Depois que parou de rir, a tailandesa andou para perto da doutora, se aproximando lentamente até seus corpos estarem quase colados. Quase...

– Bem, se você realmente quer completar o trabalho... Você poderia apenas me fazer um pequeno check up. – Lalisa se inclinou somente para deixar seu rosto próximo do da doutora, que engoliu em seco.

" Merda. Não me diga que estou sendo encurralada por esta cordeirinha de garota..." , pensou Jennie. A médica passou seu braço esquerdo em volta da cintura de Lalisa, trazendo a tailandesa para mais perto, colando seus corpos.

" Sou sempre consciente dos meus próprios desejos. E eu sei muito bem o quanto desejo o corpo da pessoa que está na minha frente. " Por Jennie ser mais alta, Lalisa tivera que levantar a cabeça para analisar cada detalhe do rosto da sua doutora. Estavam tão próximas... Elas sentiam a respiração uma da outra e os corações batiam em sincronia... descontrolados. "Isso poderia ser apenas uma enorme armadilha para mexer com a minha cabeça para que ela possa ganhar aquela aposta estúpida e eu nem sequer iria perceber isso." A tailandesa estava vermelha e suas mãos tocavam o ombro da maior. Jennie estava perdida naquele olhar, perdida por aquela menina tão frágil. " Ou ela sente e deseja a mesma coisa de mim depois de tudo? ". A médica parecia estar em uma batalha interna para saber o que fazer naquele momento. Ela tinha medo de se entregar e no final ser enganada... de novo.

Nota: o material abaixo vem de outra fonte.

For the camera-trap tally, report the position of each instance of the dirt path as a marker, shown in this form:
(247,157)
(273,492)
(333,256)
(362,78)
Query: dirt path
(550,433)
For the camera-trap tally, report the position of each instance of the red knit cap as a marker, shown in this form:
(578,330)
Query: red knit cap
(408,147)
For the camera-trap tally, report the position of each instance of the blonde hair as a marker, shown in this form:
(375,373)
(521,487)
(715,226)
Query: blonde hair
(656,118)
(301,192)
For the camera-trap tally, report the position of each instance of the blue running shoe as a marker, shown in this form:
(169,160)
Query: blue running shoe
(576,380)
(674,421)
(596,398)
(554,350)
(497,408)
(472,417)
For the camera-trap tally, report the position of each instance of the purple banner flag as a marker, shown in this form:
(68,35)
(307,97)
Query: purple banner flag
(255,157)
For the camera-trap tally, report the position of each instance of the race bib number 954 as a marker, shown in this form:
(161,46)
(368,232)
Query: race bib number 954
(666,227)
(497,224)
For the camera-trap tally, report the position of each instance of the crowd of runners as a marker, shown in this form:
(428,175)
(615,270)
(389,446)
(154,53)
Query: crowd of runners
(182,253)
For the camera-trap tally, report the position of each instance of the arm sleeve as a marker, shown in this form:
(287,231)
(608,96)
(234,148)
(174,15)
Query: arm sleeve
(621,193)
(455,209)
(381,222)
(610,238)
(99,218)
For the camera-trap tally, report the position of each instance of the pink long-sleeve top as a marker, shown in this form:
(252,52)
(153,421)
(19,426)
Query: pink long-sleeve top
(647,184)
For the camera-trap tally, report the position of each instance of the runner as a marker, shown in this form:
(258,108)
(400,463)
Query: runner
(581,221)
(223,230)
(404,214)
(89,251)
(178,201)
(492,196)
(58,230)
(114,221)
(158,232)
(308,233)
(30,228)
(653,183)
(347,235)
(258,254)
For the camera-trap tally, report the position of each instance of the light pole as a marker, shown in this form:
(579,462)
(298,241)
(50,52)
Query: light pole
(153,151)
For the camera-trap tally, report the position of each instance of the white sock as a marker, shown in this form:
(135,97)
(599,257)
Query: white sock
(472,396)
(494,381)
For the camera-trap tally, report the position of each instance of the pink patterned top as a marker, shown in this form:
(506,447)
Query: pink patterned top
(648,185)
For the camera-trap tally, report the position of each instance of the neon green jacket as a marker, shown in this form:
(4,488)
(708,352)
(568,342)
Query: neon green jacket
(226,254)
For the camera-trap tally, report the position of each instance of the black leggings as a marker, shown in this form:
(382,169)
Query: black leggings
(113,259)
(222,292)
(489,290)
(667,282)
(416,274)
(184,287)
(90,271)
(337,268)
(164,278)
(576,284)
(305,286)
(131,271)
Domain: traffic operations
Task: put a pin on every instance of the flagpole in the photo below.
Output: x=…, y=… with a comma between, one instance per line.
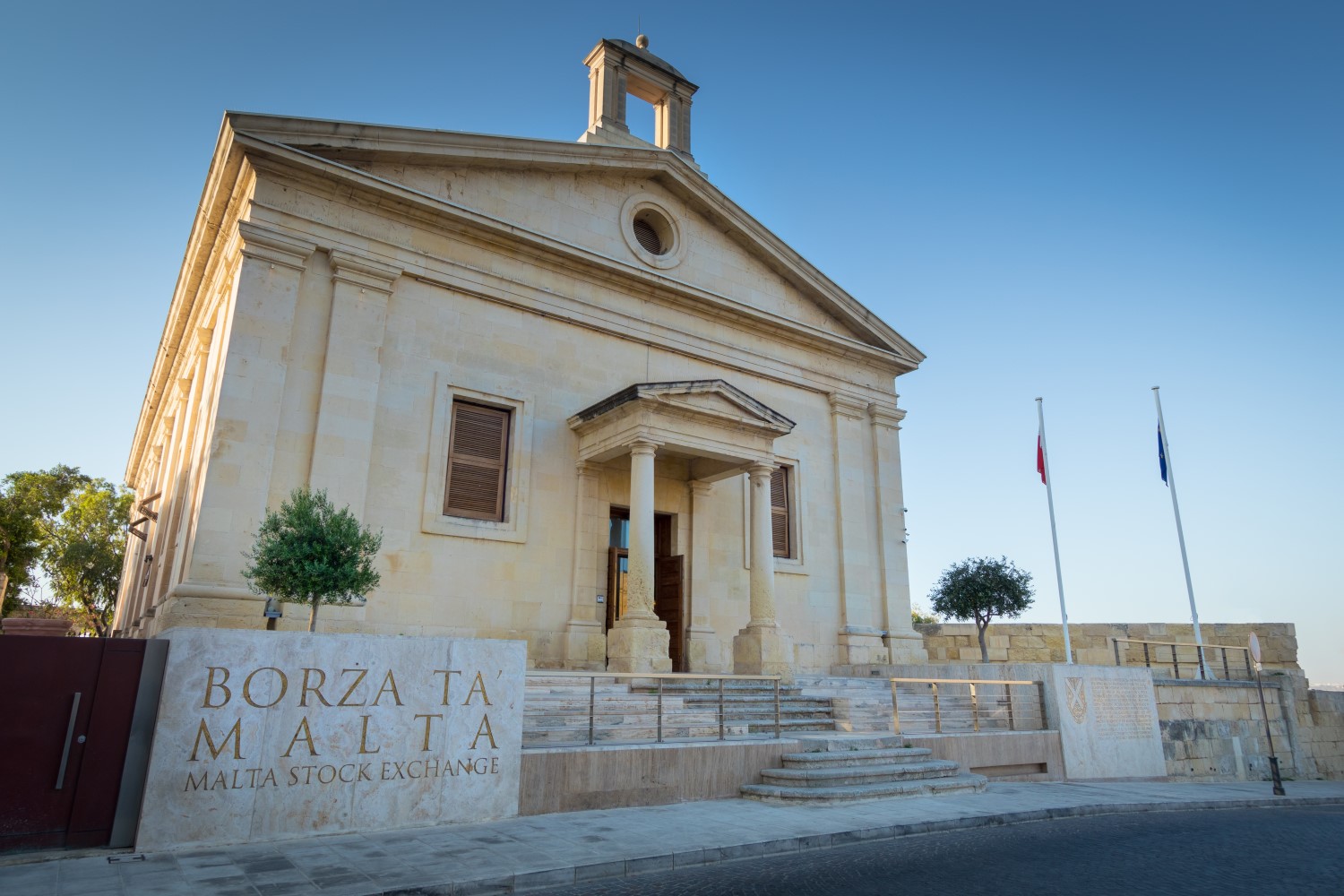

Mas como se seu corpo, o seu desejo de ter aquela menina para si falasse mais alto, aproximou ainda mais seus rostos, ao ponto dos seus narizes roçarem levemente. " Independentemente, eu estou no ponto onde eu quero dizer 'dane-se' a esse jogo que estamos jogando, . Mas você tem certeza, Jennie? Você vai perder o controle da bola, uma vez que começar a rolar... E você ainda está tão frágil em seu estado atual...". Sem pensar mais, Jennie a beija. Mas, para a infelicidade de todos, a doutora apenas deu um pequeno beijo na testa de Lalisa, deixando a menor confusa. A médica se afastou.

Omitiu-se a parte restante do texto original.